AUGUSTA (AP) — A government-run health care system in Maine would provide universal coverage to residents, cut down on administrative costs and free businesses from the complexities of providing insurance for their employees, supporters of a single-payer model said Thursday.
Advocates of a single-payer system have long been trying to implement the model in Maine with little success, but said they are hopeful that the steps Vermont officials have recently made to spearhead the effort there can help make it a reality in Maine.
“Our current health care system is complicated, is inefficient, unfair and pretty much broken,” said Julie Pease, president of Maine AllCare, the group behind the measure, which she said will “return our system to one where … our medical profession treats our patients based on their health care needs not on their ability to pay or what kind of insurance they have.”
The bill, sponsored by Democratic Rep. Charlie Priest of Brunswick, aims to create a single-payer health care system in Maine by 2017, as officials are trying to do in Vermont. Beginning in 2017, Vermont will offer a set package of coverage benefits to every resident under the program.
But the idea in Maine faces fierce opposition from insurance companies and questions remain about how the state could afford such an endeavor.
Dan Bernier, a lobbyist for the Maine Insurance Agents Association, said that government should focus its limited resources on the poor, elderly and disabled instead of those who can afford coverage.
“It is not the role of government to provide someone like myself, a lawyer and lobbyist, free health insurance,” he told the Insurance and Financial Services Committee on Thursday.
Supporters argue it would ultimately save the state as much as $1 billion down the line by eliminating unnecessary paperwork and administrative costs. The program would be paid for through taxes like people already do for Medicare and Medicaid, they said.
But the state first has to make a commitment to universal health care before every single detail can be worked out, said Joe Lendvai, a Brooklin resident who advocates on behalf of the bill with Maine AllCare.
“Unless we conceptually agree that we need to cover everyone, that every Maine resident deserves access to health care without any barriers, we are not going to succeed,” he said.
But any proposal to raise taxes would likely be rejected by Republican Gov.

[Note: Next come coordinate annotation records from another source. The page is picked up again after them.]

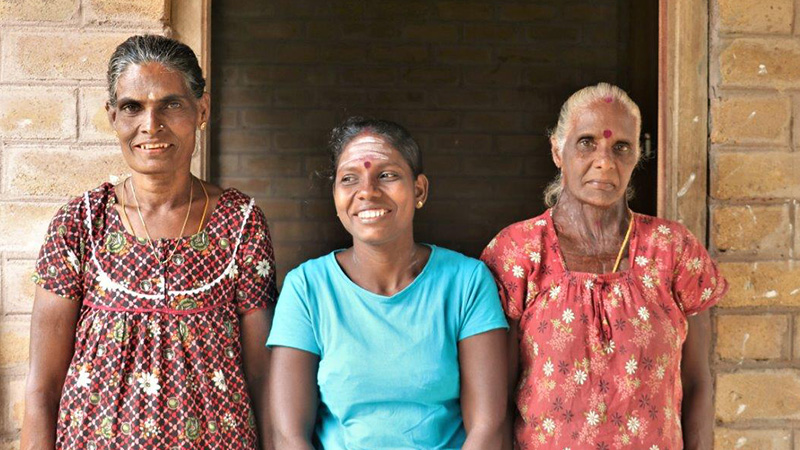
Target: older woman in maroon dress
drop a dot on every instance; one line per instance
(608, 308)
(154, 296)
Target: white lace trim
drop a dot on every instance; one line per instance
(108, 284)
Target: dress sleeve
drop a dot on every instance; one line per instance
(59, 268)
(255, 261)
(292, 325)
(509, 272)
(697, 282)
(481, 311)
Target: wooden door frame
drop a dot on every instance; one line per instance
(190, 23)
(683, 113)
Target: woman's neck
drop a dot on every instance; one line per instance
(384, 269)
(600, 229)
(161, 192)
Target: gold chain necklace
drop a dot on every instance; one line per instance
(624, 244)
(141, 217)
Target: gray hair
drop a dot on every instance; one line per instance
(582, 98)
(159, 49)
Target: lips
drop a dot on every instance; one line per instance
(369, 214)
(154, 146)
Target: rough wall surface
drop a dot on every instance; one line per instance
(755, 213)
(55, 142)
(476, 82)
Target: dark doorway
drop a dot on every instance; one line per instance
(478, 84)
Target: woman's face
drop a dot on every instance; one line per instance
(600, 152)
(375, 191)
(155, 119)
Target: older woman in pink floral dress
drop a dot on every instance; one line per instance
(154, 296)
(608, 308)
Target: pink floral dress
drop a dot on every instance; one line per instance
(158, 361)
(600, 354)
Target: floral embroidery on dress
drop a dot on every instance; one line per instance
(599, 354)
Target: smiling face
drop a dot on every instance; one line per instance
(155, 119)
(600, 152)
(375, 191)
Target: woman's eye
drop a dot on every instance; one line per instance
(129, 108)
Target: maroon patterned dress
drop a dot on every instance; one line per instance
(600, 354)
(158, 361)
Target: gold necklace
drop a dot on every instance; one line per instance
(185, 220)
(624, 244)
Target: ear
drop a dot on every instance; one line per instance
(555, 152)
(111, 112)
(421, 189)
(203, 108)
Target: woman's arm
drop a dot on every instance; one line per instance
(255, 357)
(697, 412)
(484, 392)
(293, 397)
(52, 345)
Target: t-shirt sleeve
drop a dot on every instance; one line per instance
(255, 262)
(697, 282)
(482, 311)
(501, 256)
(292, 325)
(59, 268)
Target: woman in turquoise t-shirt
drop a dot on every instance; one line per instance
(389, 343)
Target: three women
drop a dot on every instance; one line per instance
(155, 301)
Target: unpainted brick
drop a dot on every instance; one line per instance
(93, 116)
(755, 16)
(760, 63)
(524, 12)
(766, 283)
(431, 32)
(14, 341)
(758, 395)
(761, 337)
(58, 56)
(464, 11)
(35, 216)
(39, 170)
(744, 175)
(38, 10)
(37, 113)
(18, 289)
(762, 230)
(736, 439)
(751, 120)
(153, 12)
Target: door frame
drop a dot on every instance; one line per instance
(683, 114)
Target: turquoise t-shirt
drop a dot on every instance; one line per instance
(388, 372)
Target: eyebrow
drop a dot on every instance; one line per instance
(166, 99)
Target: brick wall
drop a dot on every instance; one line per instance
(476, 82)
(55, 142)
(755, 214)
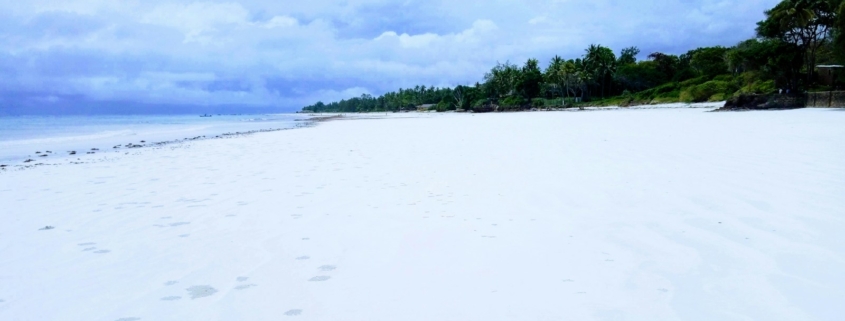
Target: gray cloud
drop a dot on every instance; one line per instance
(272, 55)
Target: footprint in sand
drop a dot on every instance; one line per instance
(200, 291)
(293, 312)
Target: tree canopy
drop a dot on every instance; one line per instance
(794, 36)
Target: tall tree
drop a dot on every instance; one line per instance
(628, 56)
(839, 33)
(804, 23)
(601, 62)
(530, 79)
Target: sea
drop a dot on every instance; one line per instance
(23, 137)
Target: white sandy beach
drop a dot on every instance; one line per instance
(650, 214)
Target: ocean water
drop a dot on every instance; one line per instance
(22, 136)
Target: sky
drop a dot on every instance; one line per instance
(109, 56)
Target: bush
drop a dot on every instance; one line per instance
(512, 101)
(724, 78)
(705, 91)
(692, 82)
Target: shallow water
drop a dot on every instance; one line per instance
(22, 136)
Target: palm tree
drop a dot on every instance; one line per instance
(601, 62)
(805, 23)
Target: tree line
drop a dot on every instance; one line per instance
(794, 37)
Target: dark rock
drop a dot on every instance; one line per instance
(762, 102)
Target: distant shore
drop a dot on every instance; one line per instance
(554, 215)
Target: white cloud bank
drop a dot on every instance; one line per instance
(284, 55)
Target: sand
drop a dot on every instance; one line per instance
(650, 214)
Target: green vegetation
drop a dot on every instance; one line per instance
(795, 36)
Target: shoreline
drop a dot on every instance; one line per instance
(553, 215)
(55, 158)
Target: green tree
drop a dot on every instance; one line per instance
(666, 64)
(803, 23)
(709, 61)
(530, 79)
(600, 61)
(839, 33)
(628, 56)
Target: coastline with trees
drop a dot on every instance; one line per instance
(795, 36)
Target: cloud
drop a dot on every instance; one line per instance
(269, 54)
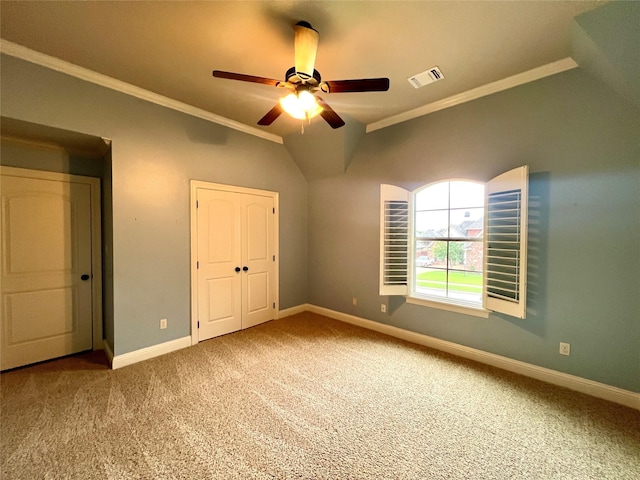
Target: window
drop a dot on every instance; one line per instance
(448, 226)
(458, 245)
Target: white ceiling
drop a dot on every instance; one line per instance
(170, 48)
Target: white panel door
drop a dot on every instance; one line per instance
(46, 269)
(257, 249)
(219, 259)
(235, 261)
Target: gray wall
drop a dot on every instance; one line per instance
(155, 153)
(580, 140)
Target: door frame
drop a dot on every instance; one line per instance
(96, 237)
(198, 184)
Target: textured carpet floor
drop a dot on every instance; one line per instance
(311, 398)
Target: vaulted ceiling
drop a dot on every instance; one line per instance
(170, 48)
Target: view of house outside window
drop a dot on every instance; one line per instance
(448, 235)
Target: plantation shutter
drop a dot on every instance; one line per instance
(506, 242)
(394, 240)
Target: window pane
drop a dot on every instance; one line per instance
(466, 194)
(467, 223)
(434, 197)
(465, 285)
(448, 229)
(432, 224)
(431, 281)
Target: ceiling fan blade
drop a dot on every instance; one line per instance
(271, 115)
(306, 47)
(360, 85)
(331, 117)
(246, 78)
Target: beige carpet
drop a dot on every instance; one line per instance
(305, 397)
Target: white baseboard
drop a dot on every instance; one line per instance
(572, 382)
(107, 351)
(293, 310)
(136, 356)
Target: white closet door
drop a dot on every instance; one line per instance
(236, 261)
(257, 253)
(219, 263)
(46, 269)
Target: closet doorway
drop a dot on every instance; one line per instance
(234, 250)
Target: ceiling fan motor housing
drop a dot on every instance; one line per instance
(292, 77)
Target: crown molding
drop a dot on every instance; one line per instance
(475, 93)
(52, 63)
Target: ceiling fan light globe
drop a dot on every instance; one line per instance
(300, 108)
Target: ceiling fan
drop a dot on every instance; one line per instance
(304, 81)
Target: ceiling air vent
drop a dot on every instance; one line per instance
(425, 78)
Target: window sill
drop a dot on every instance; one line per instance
(451, 307)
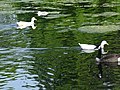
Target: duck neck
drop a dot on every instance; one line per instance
(32, 20)
(98, 57)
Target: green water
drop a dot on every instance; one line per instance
(49, 57)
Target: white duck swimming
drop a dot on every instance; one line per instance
(23, 24)
(40, 13)
(87, 48)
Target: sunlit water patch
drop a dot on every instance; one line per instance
(49, 57)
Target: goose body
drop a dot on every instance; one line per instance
(93, 47)
(40, 13)
(23, 24)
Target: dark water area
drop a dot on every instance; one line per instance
(49, 57)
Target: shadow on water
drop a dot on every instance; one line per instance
(49, 57)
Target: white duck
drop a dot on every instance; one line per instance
(87, 48)
(40, 13)
(23, 24)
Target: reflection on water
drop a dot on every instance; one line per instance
(49, 57)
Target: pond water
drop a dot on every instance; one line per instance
(49, 57)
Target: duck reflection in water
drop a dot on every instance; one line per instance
(88, 48)
(111, 60)
(23, 24)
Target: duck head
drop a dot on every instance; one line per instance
(33, 19)
(103, 43)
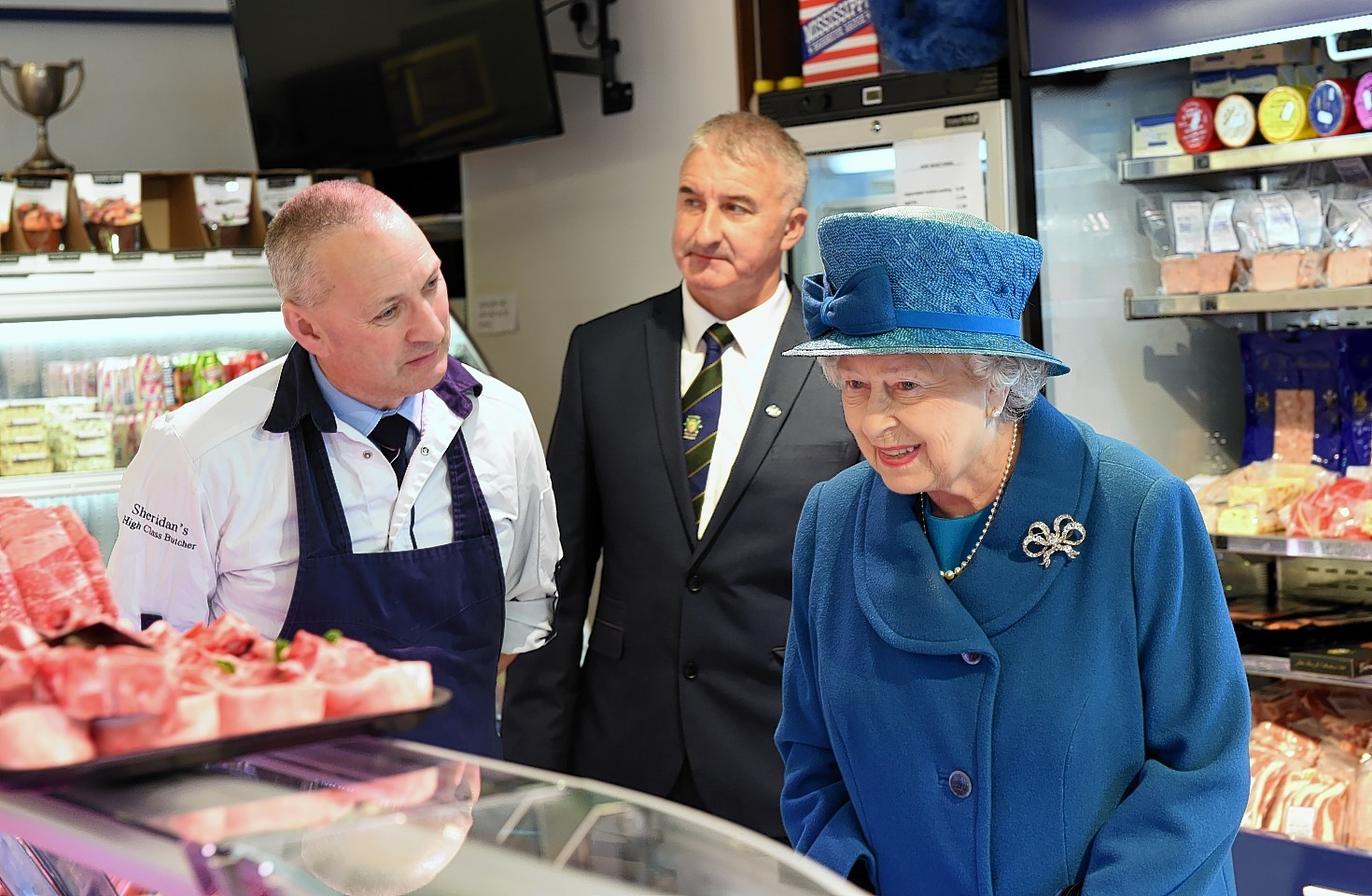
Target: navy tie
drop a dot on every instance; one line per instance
(390, 435)
(700, 414)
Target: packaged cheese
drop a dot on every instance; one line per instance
(1247, 520)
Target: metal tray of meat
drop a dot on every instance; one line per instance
(154, 762)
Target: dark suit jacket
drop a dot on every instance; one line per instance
(686, 650)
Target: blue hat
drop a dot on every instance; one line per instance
(919, 280)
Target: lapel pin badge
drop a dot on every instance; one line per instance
(1065, 537)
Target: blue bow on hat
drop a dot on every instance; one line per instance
(864, 306)
(919, 280)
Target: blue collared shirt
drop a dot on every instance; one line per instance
(364, 417)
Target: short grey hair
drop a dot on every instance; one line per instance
(756, 140)
(1019, 379)
(306, 218)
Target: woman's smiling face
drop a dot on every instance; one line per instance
(925, 426)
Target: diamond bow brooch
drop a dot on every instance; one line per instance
(1065, 536)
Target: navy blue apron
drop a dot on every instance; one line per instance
(442, 604)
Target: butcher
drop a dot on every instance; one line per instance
(365, 482)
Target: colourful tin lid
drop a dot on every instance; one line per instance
(1237, 121)
(1283, 114)
(1363, 101)
(1331, 107)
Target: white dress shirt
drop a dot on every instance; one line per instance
(745, 365)
(207, 519)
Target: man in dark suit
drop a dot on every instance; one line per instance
(680, 455)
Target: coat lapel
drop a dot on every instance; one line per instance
(781, 387)
(899, 585)
(1056, 473)
(663, 344)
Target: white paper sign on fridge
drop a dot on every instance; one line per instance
(942, 172)
(493, 313)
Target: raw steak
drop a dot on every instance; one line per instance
(37, 735)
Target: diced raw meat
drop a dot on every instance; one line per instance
(231, 636)
(103, 682)
(17, 678)
(192, 720)
(37, 735)
(15, 636)
(358, 679)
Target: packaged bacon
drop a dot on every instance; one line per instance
(1333, 511)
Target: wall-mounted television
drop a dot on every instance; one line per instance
(1077, 35)
(376, 84)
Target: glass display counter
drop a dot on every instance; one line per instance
(372, 817)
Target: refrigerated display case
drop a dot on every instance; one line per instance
(1164, 371)
(81, 306)
(373, 817)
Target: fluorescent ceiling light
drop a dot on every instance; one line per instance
(1219, 46)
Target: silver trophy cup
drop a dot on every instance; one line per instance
(38, 91)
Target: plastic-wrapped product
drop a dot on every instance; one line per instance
(1292, 397)
(1351, 245)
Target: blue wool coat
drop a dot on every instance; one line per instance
(1019, 727)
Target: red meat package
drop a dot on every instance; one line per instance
(1333, 511)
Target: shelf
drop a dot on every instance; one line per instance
(1281, 667)
(81, 286)
(1147, 306)
(1283, 546)
(62, 484)
(1246, 158)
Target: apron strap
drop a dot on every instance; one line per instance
(470, 517)
(317, 502)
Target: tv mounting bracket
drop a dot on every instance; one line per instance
(616, 96)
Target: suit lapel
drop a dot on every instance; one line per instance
(781, 387)
(663, 343)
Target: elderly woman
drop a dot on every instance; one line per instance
(1010, 668)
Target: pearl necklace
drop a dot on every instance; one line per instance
(924, 501)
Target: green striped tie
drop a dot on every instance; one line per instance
(700, 413)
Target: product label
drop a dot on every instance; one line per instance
(840, 21)
(222, 199)
(40, 203)
(1299, 820)
(1188, 227)
(1279, 221)
(113, 199)
(273, 191)
(1223, 236)
(6, 204)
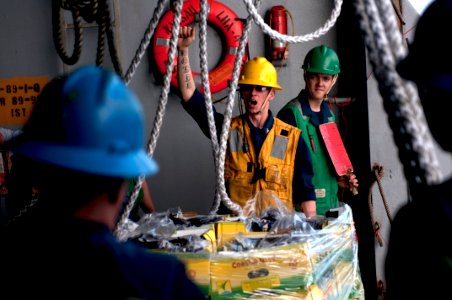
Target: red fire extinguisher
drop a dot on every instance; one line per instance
(278, 22)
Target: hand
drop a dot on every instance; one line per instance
(348, 181)
(186, 37)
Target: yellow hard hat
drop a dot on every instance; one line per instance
(259, 71)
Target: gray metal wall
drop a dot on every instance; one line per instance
(187, 176)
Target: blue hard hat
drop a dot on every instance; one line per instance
(92, 122)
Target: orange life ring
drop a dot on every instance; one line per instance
(222, 18)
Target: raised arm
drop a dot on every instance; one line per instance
(184, 73)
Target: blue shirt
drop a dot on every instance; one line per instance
(303, 189)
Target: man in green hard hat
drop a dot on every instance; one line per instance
(310, 109)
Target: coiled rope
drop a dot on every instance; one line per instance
(400, 99)
(90, 11)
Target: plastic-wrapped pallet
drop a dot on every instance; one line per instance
(309, 264)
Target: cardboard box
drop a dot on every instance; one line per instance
(240, 274)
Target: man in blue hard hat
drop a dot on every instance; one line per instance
(78, 140)
(419, 256)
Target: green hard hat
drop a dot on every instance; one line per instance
(322, 60)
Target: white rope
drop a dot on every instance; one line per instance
(163, 100)
(145, 41)
(400, 98)
(219, 150)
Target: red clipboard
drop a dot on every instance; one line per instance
(336, 149)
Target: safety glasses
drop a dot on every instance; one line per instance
(249, 88)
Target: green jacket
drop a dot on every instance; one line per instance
(325, 179)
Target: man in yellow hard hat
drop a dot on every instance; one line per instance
(264, 153)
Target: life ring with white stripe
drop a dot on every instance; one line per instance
(222, 18)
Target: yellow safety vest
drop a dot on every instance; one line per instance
(246, 173)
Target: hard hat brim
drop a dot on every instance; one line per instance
(121, 165)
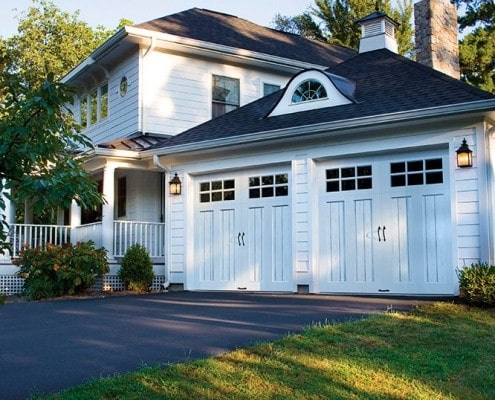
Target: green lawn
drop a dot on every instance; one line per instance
(443, 351)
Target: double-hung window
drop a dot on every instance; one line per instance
(94, 106)
(225, 95)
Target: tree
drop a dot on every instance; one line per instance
(50, 40)
(477, 13)
(477, 48)
(38, 142)
(338, 18)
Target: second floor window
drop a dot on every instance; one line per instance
(225, 95)
(268, 88)
(94, 106)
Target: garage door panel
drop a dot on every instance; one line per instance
(333, 243)
(399, 238)
(205, 246)
(227, 245)
(392, 236)
(256, 237)
(363, 264)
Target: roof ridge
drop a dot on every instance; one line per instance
(439, 74)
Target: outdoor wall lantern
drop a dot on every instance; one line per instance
(175, 185)
(464, 155)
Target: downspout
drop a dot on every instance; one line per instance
(143, 85)
(157, 163)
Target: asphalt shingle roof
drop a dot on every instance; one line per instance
(385, 83)
(213, 27)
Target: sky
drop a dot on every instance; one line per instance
(109, 12)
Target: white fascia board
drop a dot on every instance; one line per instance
(444, 112)
(95, 55)
(166, 40)
(124, 154)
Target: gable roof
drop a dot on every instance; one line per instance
(228, 30)
(386, 85)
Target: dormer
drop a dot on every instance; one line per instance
(377, 32)
(314, 89)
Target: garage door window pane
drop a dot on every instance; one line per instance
(349, 178)
(217, 191)
(268, 186)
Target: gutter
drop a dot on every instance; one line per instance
(166, 272)
(203, 46)
(334, 126)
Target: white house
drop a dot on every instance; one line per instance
(346, 180)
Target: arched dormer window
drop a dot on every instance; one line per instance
(310, 89)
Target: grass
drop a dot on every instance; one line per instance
(442, 351)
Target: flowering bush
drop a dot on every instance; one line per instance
(59, 270)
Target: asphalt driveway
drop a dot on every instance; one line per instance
(49, 346)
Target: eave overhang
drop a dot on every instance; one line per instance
(483, 109)
(129, 39)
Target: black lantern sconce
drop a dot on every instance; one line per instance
(175, 185)
(464, 155)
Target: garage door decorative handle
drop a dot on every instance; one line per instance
(383, 233)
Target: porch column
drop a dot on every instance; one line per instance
(108, 208)
(75, 220)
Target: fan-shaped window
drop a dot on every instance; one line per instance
(310, 89)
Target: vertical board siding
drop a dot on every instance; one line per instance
(301, 225)
(467, 210)
(281, 246)
(178, 90)
(334, 248)
(123, 111)
(177, 237)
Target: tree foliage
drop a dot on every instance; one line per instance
(50, 40)
(337, 21)
(477, 13)
(477, 48)
(477, 59)
(38, 142)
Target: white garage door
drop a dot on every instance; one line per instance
(384, 225)
(243, 231)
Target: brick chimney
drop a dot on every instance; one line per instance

Paul LePage, who has vowed not to do so while he’s in office and vetoed the state budget last year because it included tax increases.
Democratic Sen. Geoff Gratwick of Bangor acknowledged that it will be tough to pass the measure in this political and economic environment, when budgets are especially tight. But he said that Maine lawmakers have long-understood the serious problems with the current health care system and want a change.
“This is going to happen whether or not we get it now, two years from now, 10 years from now,” he said. “It’s inevitable because our current system is broken,” he said.